Mayotte traverse une crise multidimensionnelle qui frappe de plein fouet les enfants : avec un taux de mortalité infantile de 8,9 ‰, soit plus du double de la moyenne hexagonale, et alors que près de 80 % d’entre eux vivent sous le seuil de pauvreté, la situation exige une action immédiate. Les conditions de vie se dégradent face à des taux alarmants de malnutrition, un accès aux soins défaillant et un habitat largement insalubre. Cette précarité s’aggrave encore avec l’absence de solutions de relogement pour les familles sinistrées, contraintes de reconstruire des abris de fortune qui les exposent à des conditions sanitaires déplorables et aux risques croissants des catastrophes climatiques.
Sur le territoire, les structures d’accueil pour la petite enfance sont quasi inexistantes, tout comme les activités périscolaires, tandis que près de 9 500 enfants se voient privés d’école, faute d’infrastructures suffisantes et en raison d’obstacles persistants à la scolarisation des enfants étrangers. Cette défaillance systémique fragilise particulièrement les familles monoparentales et met en tension l’ensemble du système de protection de l’enfance, alors que les services de prévention, gravement sous-financés, peinent déjà à assurer leur mission.
Dans ce contexte extrêmement critique, la situation est particulièrement alarmante pour les enfants étrangers et/ou en situation de migration, dont les droits fondamentaux sont systématiquement bafoués.

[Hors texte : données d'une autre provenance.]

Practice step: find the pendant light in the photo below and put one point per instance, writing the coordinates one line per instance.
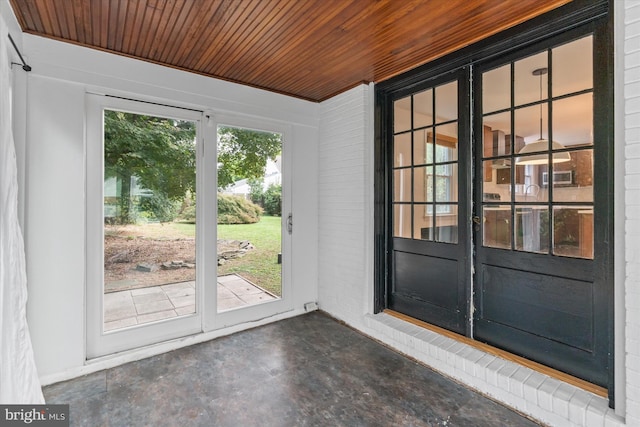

Alors que la situation de précarité extrême renforce le repli sur soi, la discrimination envers les étrangers s’installe durablement, entravant la libre circulation de milliers d’enfants et privant toute une génération de perspectives. Cette rupture d’égalité compromet les chances de développement et d’épanouissement de ces enfants, mais elle hypothèque aussi l’avenir même du territoire.
Un impératif moral
En vertu de la Convention internationale des droits de l’enfant, refonder Mayotte exige de placer les enfants au cœur du projet, tant pour les protéger que pour reconnaître leur rôle essentiel dans le changement. Or, le projet de loi de programmation, dans sa forme actuelle, fait l’impasse sur leurs besoins spécifiques. Garantir un accès inconditionnel à l’éducation, à la santé, à une protection adaptée et à un environnement sain constitue à la fois un impératif moral et une condition indispensable pour l’avenir de l’île.
Si certaines avancées méritent d’être saluées – convergence des droits, fin des classes itinérantes et du système de rotation, création d’un fonds périscolaire – plusieurs dispositions du texte soulèvent de vives inquiétudes au regard des droits de l’enfant et des recommandations du Comité des Nations unies.
Ainsi de la création prévue d’unités familiales qui, sous couvert d’alternative, ne font que perpétuer une logique d’enfermement des familles avec enfants, alors que la fin de l’enfermement administratif des enfants était initialement prévue en 2027. De même, la fin du droit inconditionnel à une proposition de relogement dans le cadre de la politique de destruction des habitations précaires signe l’augmentation massive du phénomène d’enfants à la rue.
Combler les lacunes
Face à l’urgence de la situation, les parlementaires portent une responsabilité historique : celle de combler les lacunes d’un texte qui néglige l’enfance dans la refondation de Mayotte. Il est impératif que les pouvoirs publics y intègrent une approche fondée sur les droits de l’enfant dans toutes leurs politiques – justice, logement, santé, éducation, protection. Cette exigence n’est pas optionnelle : elle constitue une obligation juridique qui engage la France.
L’Unicef France est prêt à accompagner institutions, collectivités et acteurs de terrain dans cette mission essentielle. Au-delà des discours sécuritaires et des logiques de tri qui prévalent aujourd’hui, seule une reconnaissance pleine et entière des droits de l’enfant permettra une véritable refondation du département le plus jeune de France.